Чондэ правда оставляет его одного, уходя умываться. Чунмён на секунду задумывается о том, что эта пижама явно из любимых, ей достаточно много лет, что не удивляет ее некоторые недостатки, созданные временем. Она была куплена Чунмёном на рождество, они, наверное, только вот так вместе жить начали, просто потому что нужно было для настроения. У Чунмёна где-то была точно такая же, но доставалась именно для атмосферы верха, а штаны он умудрился когда-то, на начале пути, прожечь, потому они в последний раз доставались во время ремонта. У Чондэ пижам было много, если вопрос касался сна, потому что ему было всегда холодно, о чем свидетельствовали его ледяные пальцы. По дому он ходил в чем-то похожем, но более спортивном. В принципе сам образ Чондэ создавал комфорт в доме своим присутствием, Чунмён без него ощущал себя одиноко настолько, насколько это могло быть.
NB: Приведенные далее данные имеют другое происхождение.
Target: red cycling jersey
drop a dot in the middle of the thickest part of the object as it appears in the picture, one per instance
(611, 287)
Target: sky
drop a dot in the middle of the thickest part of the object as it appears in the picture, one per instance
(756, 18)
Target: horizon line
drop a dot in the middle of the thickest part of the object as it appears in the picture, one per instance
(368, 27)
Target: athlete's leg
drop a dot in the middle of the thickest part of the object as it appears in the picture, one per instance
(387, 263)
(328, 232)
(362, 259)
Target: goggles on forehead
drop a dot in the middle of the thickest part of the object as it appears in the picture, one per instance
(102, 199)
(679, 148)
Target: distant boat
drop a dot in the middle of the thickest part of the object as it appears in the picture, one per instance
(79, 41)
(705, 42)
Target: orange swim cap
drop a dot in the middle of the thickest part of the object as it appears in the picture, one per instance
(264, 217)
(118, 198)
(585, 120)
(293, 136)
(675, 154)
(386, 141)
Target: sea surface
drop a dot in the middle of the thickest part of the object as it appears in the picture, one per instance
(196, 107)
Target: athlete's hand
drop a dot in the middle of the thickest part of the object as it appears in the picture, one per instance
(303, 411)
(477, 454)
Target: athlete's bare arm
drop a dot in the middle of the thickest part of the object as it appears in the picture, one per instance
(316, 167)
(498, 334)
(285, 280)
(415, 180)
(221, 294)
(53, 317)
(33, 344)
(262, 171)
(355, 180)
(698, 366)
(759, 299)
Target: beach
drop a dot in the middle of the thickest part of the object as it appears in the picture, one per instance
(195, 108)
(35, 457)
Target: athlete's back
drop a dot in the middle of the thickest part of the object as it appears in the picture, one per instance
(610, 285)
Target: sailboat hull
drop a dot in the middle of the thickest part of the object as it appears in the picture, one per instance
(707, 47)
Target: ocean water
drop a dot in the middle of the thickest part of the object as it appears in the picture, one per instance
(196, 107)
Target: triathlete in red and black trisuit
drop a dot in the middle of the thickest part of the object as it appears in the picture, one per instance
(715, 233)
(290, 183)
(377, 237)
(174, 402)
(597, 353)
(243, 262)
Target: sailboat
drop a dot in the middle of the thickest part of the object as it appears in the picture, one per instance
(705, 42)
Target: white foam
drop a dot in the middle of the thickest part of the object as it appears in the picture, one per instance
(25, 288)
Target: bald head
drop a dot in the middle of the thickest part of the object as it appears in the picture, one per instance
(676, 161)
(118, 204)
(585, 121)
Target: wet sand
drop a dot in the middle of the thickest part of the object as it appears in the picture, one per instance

Приготовить завтрак не оказывается сложным, особенно, если вопрос стоит в том, что нужно просто подогреть то, что уже есть, только в красивом виде. Выбирать новый костюмчик Чунмён не берется, ведь Чондэ тот еще капризуля, пусть страдает от этого сам. Как раз приходит, когда Чунмён наливает себе чай, а ему кофе, Чондэ поправляет пальцами свои пушистые волосы, торчащие в разные стороны от влажности. Он выглядит бодрее, чем при пробуждении, будто не работал всю ночь, а просто отдыхал, весь свеженький. Чунмён целует его в щеку, ласково убирает ладонями волосы назад, как в старых фильмах про мафиози, что заставляет Чондэ посмеяться. Но волосы совсем не против, остаются в таком положении, потому что никто не собирается возвращать обратно.


— Мы хотим опоздать? — прямо спрашивает Чунмён, но Чондэ пожимает плечами, пьет кофе, словно не решаясь начать что-то есть, — ты не хочешь туда, можем припоздниться, скажешь, что ждал меня после работы.


— Ой, там же будет истерия, давай окажемся там вовремя, но быстренько свалим, — предлагает он, будто Чунмён будет против. Это день рождения сестры Чондэ, родители обожали устраивать для нее большие праздники. Но девочка вот-вот окончила школу, она готовится к поступлению, ее нужно похвалить и порадовать. Тем более, тут восемнадцатилетие, как-то нельзя оставить без внимания. Они устраивают слишком громкую вечеринку, приглашая всевозможных родственников, семья-то большая.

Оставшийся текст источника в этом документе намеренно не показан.